China’s cases fall as Italy locks down millions amid a surge
The various phases of an epidemic appeared to move west this weekend: China’s cases dropped dramatically; Italy imposed an unprecedented peacetime lockdown affecting 16 million people as its cases and deaths skyrocketed; and the number of U.S. cases rose to 450 — and that’s before tests are widely available.
Italy’s cases have nearly tripled from about 2,500 infections last Wednesday to more than 7,300 on Sunday, and deaths rose to more than 360. In the Lombardy region of Italy, which has been locked down, classes, conferences and even funerals are banned, and people are required to keep a distance of one meter from one another.
The shutdown of Italy’s economic powerhouse could be a test for the West: Can China’s heavy-handed measures, which it says is a success, work in a place fiercely protective of personal liberties?
Californians are on edge as a cruise ship crisis begins at their shore on Monday. After 21 people on board tested positive, the Grand Princess — part of the same company that runs the Diamond Princess — is to let passengers disembark at the Port of Oakland, to be hospitalized if needed and quarantined if not.
The fatality rate: The World Health Organization has estimated the rate at 3.4 percent, shocking experts — but the real rate is elusive. Here’s why.
In China, 10 people have died and dozens are still trapped after a hotel used as a quarantine building collapsed. The owner is under police custody.
New York declared a state of emergency, as the state’s caseload rose to 105 on Sunday from 89 on Saturday.

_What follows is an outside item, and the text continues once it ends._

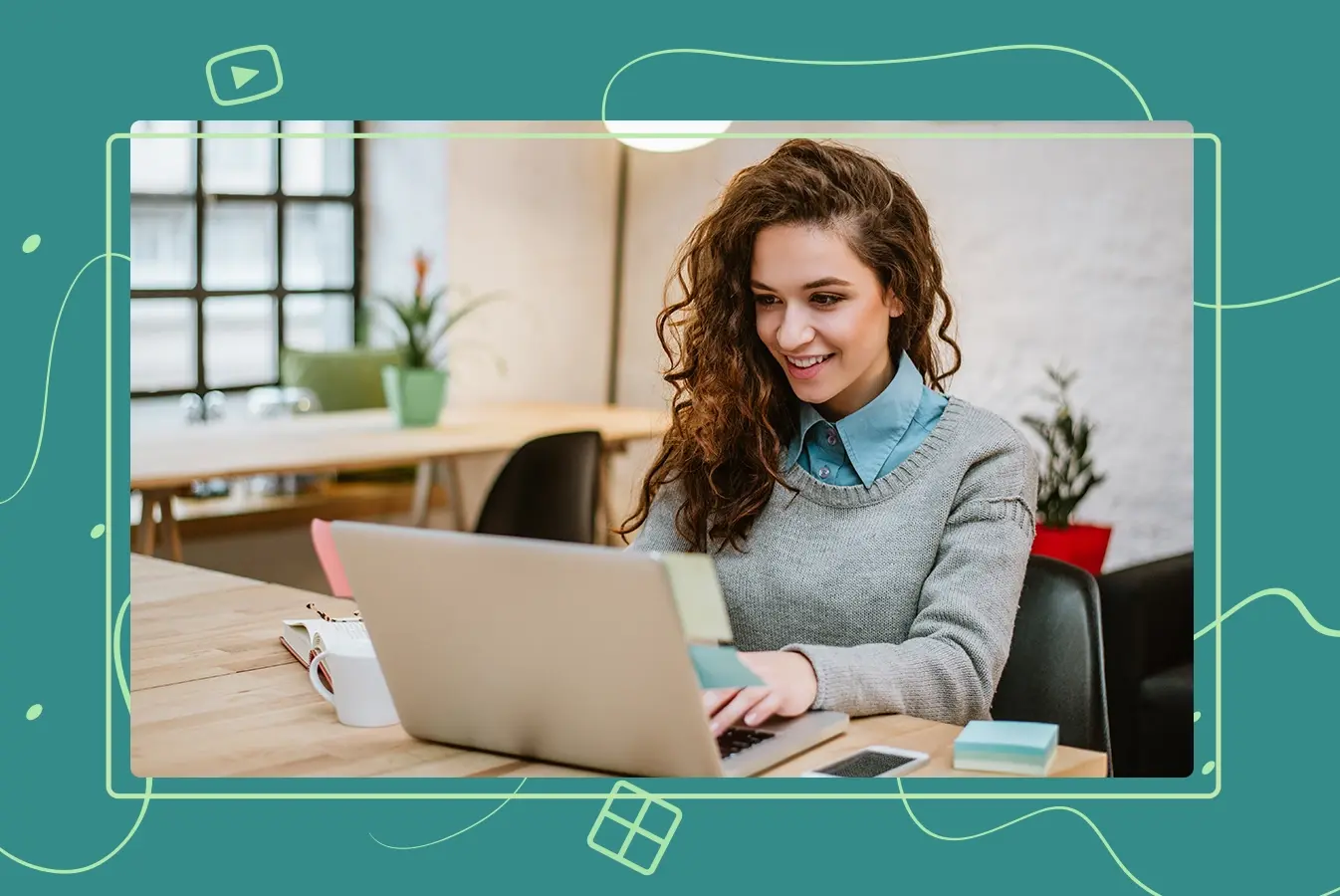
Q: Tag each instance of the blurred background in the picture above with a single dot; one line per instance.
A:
(250, 252)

Oregon, with just 14 cases, followed suit on Sunday.
In Iran, where dozens of senior officials are sick, a senior adviser to the supreme leader and a member of Parliament died after contracting the virus.
Saudi Arabia is canceling all classes at schools, universities and technical institutes, and has cut off access to Shiite Muslim towns and villages in the east of the kingdom in an attempt to contain an outbreak there.
What to know: Here’s how to quarantine yourself if you need to; how to protect a family member in a nursing home; and how to stock your pantry in case of closings and restrictions in your area. If you haven’t already, sign up for our coronavirus newsletter.
If you have 13 minutes, this is worth it
How to live in the Stone Age
“When the end comes, some will not be waiting in a bunker for a savior,” writes our reporter Nellie Bowles. “They will stride out into the wilderness with confidence, ready to hunt and kill a deer, tan its hide and sleep easily in a hand-built shelter.”
In rural Washington State, hours from a coronavirus hot spot, Nellie found a woman, above, who has been teaching people to live in the wild. The idea has taken on new meaning with the prospect of a world hobbled by a pandemic.
Now, a break from the news
Cook: French onion soup. It comes from a 1954 pamphlet The Times simply called “Soups,” which had 20 recipes for soups “thick and thin, hot and cold,” but our cooking team has updated this one recipe with sherry and wine to layer in more flavors.
Watch: “Hillary,” a four-part documentary about Hillary Clinton, revisits some much-told history and has insight about the public fixation on her.
Read: In “Rebel Cinderella,” Adam Hochschild writes about the life of Rose Pastor Stokes, whose life and activism coincided with the roiling decades of the early 20th century.
Smarter Living: Data overages from your wireless carrier can add up quickly. Here’s how to keep your bill under control.
And now for the Back Story on …
Coronavirus by the numbers
The coronavirus outbreak can be tough to follow, especially the statistics. Adam Kucharski, who studies the math behind outbreaks for the London School of Hygiene & Tropical Medicine, recently talked to The Times about how people should look at the data.
One signal Mr. Kucharski looks for is when the first case in an area is a death: “That suggests you had a lot of community transmission already,” he said.
“Suppose the fatality rate for cases is about 1 percent, which is plausible,” he continued. “If you’ve got a death, then that person probably became ill about three weeks ago. That means you probably had about 100 cases three weeks ago, in reality.”
“In that subsequent three weeks, that number could well have doubled, then doubled, then doubled again,” he added. “So you’re currently looking at 500 cases, maybe 1,000 cases.”
When considering the fatality rate, Mr. Kucharski suggested people pay attention to the variable risk level for different age groups, particularly people in their 70s and 80s.
“Over all we’re seeing maybe 1 percent of symptomatic cases are fatal across all ages,” he said. “What’s also important is that 1 percent isn’t evenly distributed. In younger groups, we’re talking perhaps 0.1 percent, which means that when you get into the older groups, you’re potentially talking about 5 percent, 10 percent of cases being fatal.”